More black women are learning to use guns: ‘this is a movement, and it starts now’

From The Guardian UK:

African American women organizing shooting classes are finding a surge of interest – and many say it comes down to feeling less safe in the era of Trump

in Lawrenceville, Georgia
Thursday 27 April 2017

It was a modest setting for the launch of a movement: 10 African American women sat on folding metal chairs lining the edges of a small, gray-carpeted room on the second floor of the Bullseye Indoor Range and Gun Shop in Lawrenceville, Georgia.

They nervously giggled as Marchelle Tigner began her lesson. Seven of them had never held a gun before.

“This is a movement, and it starts now,” Tigner told her students. Heads nodded.

The class was one of four scheduled back to back on 26 February, to meet unexpected demand as dozens had responded to announcements on Facebook for Tigner’s first Atlanta-area class for black women to learn to shoot.
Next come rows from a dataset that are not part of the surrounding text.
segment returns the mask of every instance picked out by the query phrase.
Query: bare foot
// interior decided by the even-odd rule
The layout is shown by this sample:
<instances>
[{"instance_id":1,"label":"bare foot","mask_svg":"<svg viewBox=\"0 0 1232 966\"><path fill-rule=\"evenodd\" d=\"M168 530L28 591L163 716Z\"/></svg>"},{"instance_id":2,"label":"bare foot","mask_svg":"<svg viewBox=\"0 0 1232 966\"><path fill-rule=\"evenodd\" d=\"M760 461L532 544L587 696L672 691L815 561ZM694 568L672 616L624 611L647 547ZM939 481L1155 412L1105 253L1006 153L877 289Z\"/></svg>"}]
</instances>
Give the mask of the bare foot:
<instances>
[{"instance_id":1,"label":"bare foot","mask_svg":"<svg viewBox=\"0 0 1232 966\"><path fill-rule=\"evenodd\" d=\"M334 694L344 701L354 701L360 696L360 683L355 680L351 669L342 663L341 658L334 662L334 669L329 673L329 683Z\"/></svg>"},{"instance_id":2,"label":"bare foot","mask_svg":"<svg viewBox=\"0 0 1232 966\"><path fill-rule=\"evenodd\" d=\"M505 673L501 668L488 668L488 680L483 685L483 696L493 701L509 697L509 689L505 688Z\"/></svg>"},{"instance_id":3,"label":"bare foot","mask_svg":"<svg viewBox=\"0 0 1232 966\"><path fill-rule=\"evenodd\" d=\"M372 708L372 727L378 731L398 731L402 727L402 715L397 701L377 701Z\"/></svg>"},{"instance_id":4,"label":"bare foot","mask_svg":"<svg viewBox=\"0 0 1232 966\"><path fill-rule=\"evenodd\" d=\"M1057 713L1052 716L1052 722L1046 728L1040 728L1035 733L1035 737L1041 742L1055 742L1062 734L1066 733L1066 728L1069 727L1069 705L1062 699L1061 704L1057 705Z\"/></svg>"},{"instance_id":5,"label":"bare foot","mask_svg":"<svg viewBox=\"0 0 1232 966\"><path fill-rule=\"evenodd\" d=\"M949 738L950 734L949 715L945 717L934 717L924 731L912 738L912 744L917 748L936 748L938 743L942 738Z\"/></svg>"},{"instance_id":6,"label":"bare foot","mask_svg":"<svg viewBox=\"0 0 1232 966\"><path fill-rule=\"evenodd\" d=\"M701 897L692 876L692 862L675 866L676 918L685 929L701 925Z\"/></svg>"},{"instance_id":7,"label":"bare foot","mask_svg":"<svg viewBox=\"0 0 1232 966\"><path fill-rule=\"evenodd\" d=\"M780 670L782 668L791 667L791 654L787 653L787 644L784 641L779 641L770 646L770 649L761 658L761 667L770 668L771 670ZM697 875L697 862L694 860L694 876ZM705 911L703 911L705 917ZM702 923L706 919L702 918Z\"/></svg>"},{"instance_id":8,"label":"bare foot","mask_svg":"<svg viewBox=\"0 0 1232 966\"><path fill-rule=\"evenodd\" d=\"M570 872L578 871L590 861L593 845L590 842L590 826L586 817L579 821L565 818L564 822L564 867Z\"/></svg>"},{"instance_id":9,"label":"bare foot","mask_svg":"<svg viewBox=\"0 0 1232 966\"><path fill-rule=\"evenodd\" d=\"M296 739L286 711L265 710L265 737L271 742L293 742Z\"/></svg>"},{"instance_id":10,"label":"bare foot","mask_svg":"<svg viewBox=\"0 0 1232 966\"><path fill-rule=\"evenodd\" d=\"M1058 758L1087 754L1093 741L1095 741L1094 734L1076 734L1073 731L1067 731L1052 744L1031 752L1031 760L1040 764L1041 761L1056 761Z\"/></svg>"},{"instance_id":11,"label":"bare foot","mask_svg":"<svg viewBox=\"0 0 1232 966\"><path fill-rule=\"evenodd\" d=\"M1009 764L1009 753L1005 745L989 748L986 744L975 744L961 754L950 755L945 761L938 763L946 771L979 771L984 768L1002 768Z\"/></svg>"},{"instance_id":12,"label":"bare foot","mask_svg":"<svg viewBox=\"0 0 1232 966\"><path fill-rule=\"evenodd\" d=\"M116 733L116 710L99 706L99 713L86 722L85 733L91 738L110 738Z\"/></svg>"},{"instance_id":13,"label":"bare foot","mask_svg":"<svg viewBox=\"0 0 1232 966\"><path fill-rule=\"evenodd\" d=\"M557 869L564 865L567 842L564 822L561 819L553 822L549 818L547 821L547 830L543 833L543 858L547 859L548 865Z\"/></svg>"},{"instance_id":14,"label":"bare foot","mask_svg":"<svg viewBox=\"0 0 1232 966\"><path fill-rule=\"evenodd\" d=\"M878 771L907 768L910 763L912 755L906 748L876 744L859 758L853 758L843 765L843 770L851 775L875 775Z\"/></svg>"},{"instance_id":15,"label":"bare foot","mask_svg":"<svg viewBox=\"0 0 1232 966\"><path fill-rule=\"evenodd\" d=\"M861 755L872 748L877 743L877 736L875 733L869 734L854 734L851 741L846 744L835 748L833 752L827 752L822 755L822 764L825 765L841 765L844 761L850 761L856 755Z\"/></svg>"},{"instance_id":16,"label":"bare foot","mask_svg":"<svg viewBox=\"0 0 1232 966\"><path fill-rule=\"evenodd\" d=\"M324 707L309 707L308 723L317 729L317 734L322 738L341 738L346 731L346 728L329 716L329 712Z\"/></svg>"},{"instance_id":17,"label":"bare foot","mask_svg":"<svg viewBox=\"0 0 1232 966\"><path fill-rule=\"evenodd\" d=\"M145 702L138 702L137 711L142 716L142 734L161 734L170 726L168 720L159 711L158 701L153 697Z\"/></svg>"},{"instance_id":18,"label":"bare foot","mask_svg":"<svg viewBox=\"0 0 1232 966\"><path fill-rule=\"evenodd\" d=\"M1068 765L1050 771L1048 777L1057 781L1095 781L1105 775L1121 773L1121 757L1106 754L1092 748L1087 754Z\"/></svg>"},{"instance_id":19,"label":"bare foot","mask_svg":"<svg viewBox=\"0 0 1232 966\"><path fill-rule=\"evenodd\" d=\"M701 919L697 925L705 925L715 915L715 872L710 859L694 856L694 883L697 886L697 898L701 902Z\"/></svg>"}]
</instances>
micThe movement, she said later, is no more and no less than “black women learning how to shoot, and purchasing firearms”, and it’s happening in cities across the country.

Tigner, who lives in Savannah, Georgia, sensed that there was pent-up demand when she launched Trigger Happy Firearm Instruction in November. She found the Bullseye firing range near Atlanta and offered the class through social media, hoping for 20 students. But the class sold out in two days, so she expanded it to 40. Another class scheduled for 4 March sold out to 40 students in 24 hours; a third class for 30 on 18 March sold out in 30 hours; and so did a fourth on 19 March. Tigner’s now got classes scheduled through the end of May, including several in Fort Lauderdale, Florida.

She said she’s surprised at the response her classes have received. “The growth of these classes – I never expected it,” she said. “It shows me how unsafe these women feel in their communities.”

Meanwhile, in Cincinnati, Tiffany Ware, 44 – founder of the Brown Girls Project, which offers makeup workshops and other activities for building self-esteem in young black girls – organized a group of black women for a firearms training class on 18 December. The cap of 20 was quickly met; 45 signed up for a waiting list. Another class was held a few weeks later. A waiting list soon grew to more than 100, and now Ware organizes monthly classes.

In Dallas, the Black Women’s Defense League, launched in 2015, has seen the number of black women signing up for time at local shooting ranges at least double in the past 10 months or so.

“I can confirm that more African American women are learning to shoot,” said Kenn Blanchard, author of Black Man with a Gun, a gun ownership manual. “I’m getting emails from places like Pennsylvania, Arizona, saying: ‘Hey Kenn, these seven ladies were shooting – look at their scores.’ That’s never happened before,” said Blanchard, who’s based in Maryland.